Terkoyaknya Semboyan Bhineka Tunggal Ika


Kondisi bangsa Indonesia saat ini seringkali dihadapi oleh konflik horizontal. Masyarakat sering dihadapkan oleh peperangan, pembunuhan dsb akibat konflik antar etnis maupun agama. Padahal sejak abad ke 13 Indonesia telah memiliki semboyan Bhineka Tunggal Ika. Simbol tersebut jelas membuktikan bahwa Indonesia memiliki beragam identitas namun tetap berdamai. Ternayata kenyataan yang dihadapi adalah semboyan itu hanya sebagai simbol semata karena semboyan itu telah terkoyak oleh pemerintah sendiri.

Hal ini disampaikan oleh ketua panitia 1st International Conference on Media, Communication and Culture dengan tema “Rethingking Multiculturalism: Media in Multicultural Society”, Yeni Rosilawati, pada Rabu (7/11) di Kampus Terpadu UMY. Seminar tersebut menghadirkan pakar multikulturalisme dari University of Western Australia Prof Krishna Sen dan Prof Chua Beng Huat dari National University of Singapore.

Menurut Yeni yang sekaligus tercatat sebagai Dosen Ilmu Komunikasi UMY menyatakan bahwa Pemerintah bahkan tidak mengaplikasikan semboyan itu saat bertemu dengan orang lain yang memiliki beragam identitas.
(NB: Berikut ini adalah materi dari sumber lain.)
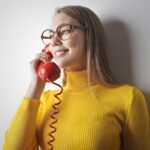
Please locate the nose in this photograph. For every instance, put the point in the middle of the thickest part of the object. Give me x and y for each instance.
(56, 40)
Padahal sadar tidak sadar, kenyataannya bangsa Indonesia memiliki banyak sekali perbedaan. Perbedaan itulah yang menyebabkan berbagai konflik.

“Sebut saja kasus Way Panji dari Lampung yang telah ada sejak abad ke 13 juga dirasakan akibat minimnya toleransi dan pertukaran informasi yang dilakukan oleh anggota masyarakat. Untuk itu peran media juga sangat penting sebagai penyampai informasi dan ikut memberikan pendidikan komunikasi antar budaya kepada masyarakat,” lanjutnya.

Selain Yeni, Prof Khrisna juga memaparkan tentang pemahaman manusia yang hidup di dunia dengan keberagaman budaya. Multikulturalisme itu sendiri didasarkan pada sejarah seseorang orang dengan  kepentingan tertentu.

“Boleh jadi multikulturalisme merupakan kebijakan yang menguntungkan pihak tertentu. Karena multikulturalisme merupakan teori bangsa Barat yang kemudian diadopsi di Asia,” paparnya.

Acara ini dihadiri oleh ratusan peserta dari 7 negara yakni Indonesia, Malaysia, Singapura, Filipina Thailand, Australia dan USA berlatar belakang akademisi, peneliti, dan praktisi yang memaparkan dan mendikusikan tentang multikulturalisme. Acara ini dilaksanakan oleh prodi Ilmu Komunikasi UMY bekerjasama dengan School of Communication Universiti Sains Malaysia (USM).